CS-431: PoS exercise part 1

I was looking at the solution to the exercise and I have a question about part one:

The frequency distribution before lemmatization is generated like this:

fdist_before = nltk.FreqDist(word.lower() for (word, tag) in brown_tagged)

which yields 49815 distinct words in the corpus. That's fair enough.

Now, the distribution after lemmatization is generated like so:

fdist_after = nltk.FreqDist(lem.lemmatize(word, get_wordnet_pos(tag)).lower() for (word, tag) in brown_tagged)
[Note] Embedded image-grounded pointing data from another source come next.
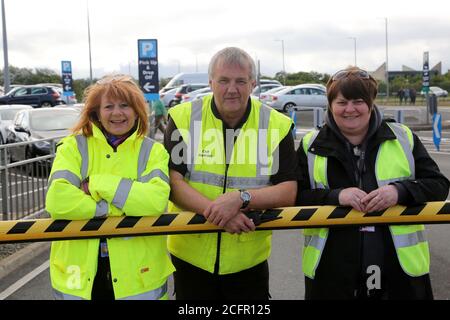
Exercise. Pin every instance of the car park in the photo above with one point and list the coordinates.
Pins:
(258, 90)
(196, 94)
(167, 96)
(265, 96)
(35, 95)
(71, 99)
(438, 92)
(7, 113)
(184, 89)
(186, 78)
(35, 124)
(300, 96)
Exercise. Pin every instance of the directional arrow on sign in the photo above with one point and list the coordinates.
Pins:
(148, 86)
(436, 130)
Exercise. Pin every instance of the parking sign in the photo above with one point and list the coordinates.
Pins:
(66, 76)
(148, 68)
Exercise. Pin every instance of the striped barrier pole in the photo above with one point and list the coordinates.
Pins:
(188, 222)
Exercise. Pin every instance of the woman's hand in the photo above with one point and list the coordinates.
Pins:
(352, 197)
(380, 199)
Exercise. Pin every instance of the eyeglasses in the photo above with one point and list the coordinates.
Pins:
(345, 73)
(115, 78)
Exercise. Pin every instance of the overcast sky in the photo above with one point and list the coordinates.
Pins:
(315, 33)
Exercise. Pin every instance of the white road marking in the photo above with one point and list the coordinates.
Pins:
(21, 282)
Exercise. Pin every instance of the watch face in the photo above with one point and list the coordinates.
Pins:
(245, 196)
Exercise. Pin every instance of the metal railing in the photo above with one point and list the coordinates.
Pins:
(23, 184)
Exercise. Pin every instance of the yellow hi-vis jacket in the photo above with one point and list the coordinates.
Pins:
(394, 162)
(251, 164)
(132, 181)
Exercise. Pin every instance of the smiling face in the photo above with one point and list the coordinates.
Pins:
(231, 85)
(352, 116)
(116, 116)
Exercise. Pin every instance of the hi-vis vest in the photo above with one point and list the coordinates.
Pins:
(132, 180)
(394, 162)
(251, 164)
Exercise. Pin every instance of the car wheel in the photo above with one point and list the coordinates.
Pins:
(288, 107)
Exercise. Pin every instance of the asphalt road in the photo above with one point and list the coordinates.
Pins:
(286, 280)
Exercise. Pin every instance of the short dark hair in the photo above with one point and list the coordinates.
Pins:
(353, 86)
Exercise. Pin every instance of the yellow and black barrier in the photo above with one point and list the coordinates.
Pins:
(188, 222)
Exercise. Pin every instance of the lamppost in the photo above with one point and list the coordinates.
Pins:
(284, 66)
(354, 45)
(89, 42)
(387, 69)
(6, 81)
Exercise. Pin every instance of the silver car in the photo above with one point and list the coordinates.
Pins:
(194, 94)
(168, 96)
(300, 96)
(7, 113)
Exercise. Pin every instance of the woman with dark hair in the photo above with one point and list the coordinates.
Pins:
(359, 160)
(108, 167)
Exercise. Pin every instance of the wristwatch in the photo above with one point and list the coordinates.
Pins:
(245, 197)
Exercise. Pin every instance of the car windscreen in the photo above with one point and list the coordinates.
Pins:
(48, 121)
(8, 114)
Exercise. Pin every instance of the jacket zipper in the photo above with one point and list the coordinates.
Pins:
(219, 234)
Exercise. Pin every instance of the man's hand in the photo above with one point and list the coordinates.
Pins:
(352, 197)
(380, 199)
(223, 209)
(240, 223)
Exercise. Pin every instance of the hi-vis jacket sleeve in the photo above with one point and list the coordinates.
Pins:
(146, 196)
(65, 199)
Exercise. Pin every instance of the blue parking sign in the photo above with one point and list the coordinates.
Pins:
(147, 48)
(437, 129)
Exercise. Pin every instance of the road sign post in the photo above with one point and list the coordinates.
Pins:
(148, 68)
(437, 130)
(426, 82)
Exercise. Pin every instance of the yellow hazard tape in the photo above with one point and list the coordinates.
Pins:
(188, 222)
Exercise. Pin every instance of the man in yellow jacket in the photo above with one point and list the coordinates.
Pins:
(109, 168)
(229, 154)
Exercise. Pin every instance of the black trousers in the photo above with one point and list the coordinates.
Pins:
(192, 283)
(103, 288)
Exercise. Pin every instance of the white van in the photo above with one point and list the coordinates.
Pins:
(186, 78)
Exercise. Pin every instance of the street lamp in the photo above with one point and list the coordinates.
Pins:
(387, 69)
(284, 66)
(89, 42)
(354, 45)
(6, 81)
which yields 41272 distinct lemmas. However, notice that the word that is passed into the lemmatization function is not lowercased. Instead, the resulting lemma is lowercased. This means that capitalized words will be interpreted as proper nouns by the lemmatizer. But in the corpus, they might simply be the start of a sentence. Should we rather not have:

lem.lemmatize(word.lower(), get_wordnet_pos(tag)) for (word, tag) in brown_tagged

This will reduce the number of distinct lemmas down to 39358 and the resulting reduction will be ~21%.

Re: PoS exercise part 1

by Jean-Cédric Chappelier - Monday, 4 November 2019, 9:53 AM

Very good question indeed!

(and you're right)

Actually, the corpus contains many proper nouns and thus uppercase should, in the most accurate processing, be taken into account.
However, to be able to really cope with it, we should either have (or even both)

distinct common noun/proper noun tags, which we don't in the "universal" tagset;
or end-of-sentence detector, which we did not introduced.

So we decided, as a simplification assumption, not to take this difference (upper/lower-case) into account.
Once this has been decided, then, you're right, we shall be consistent and stick to it, exactly the way you mention.

Thanks for pointing out!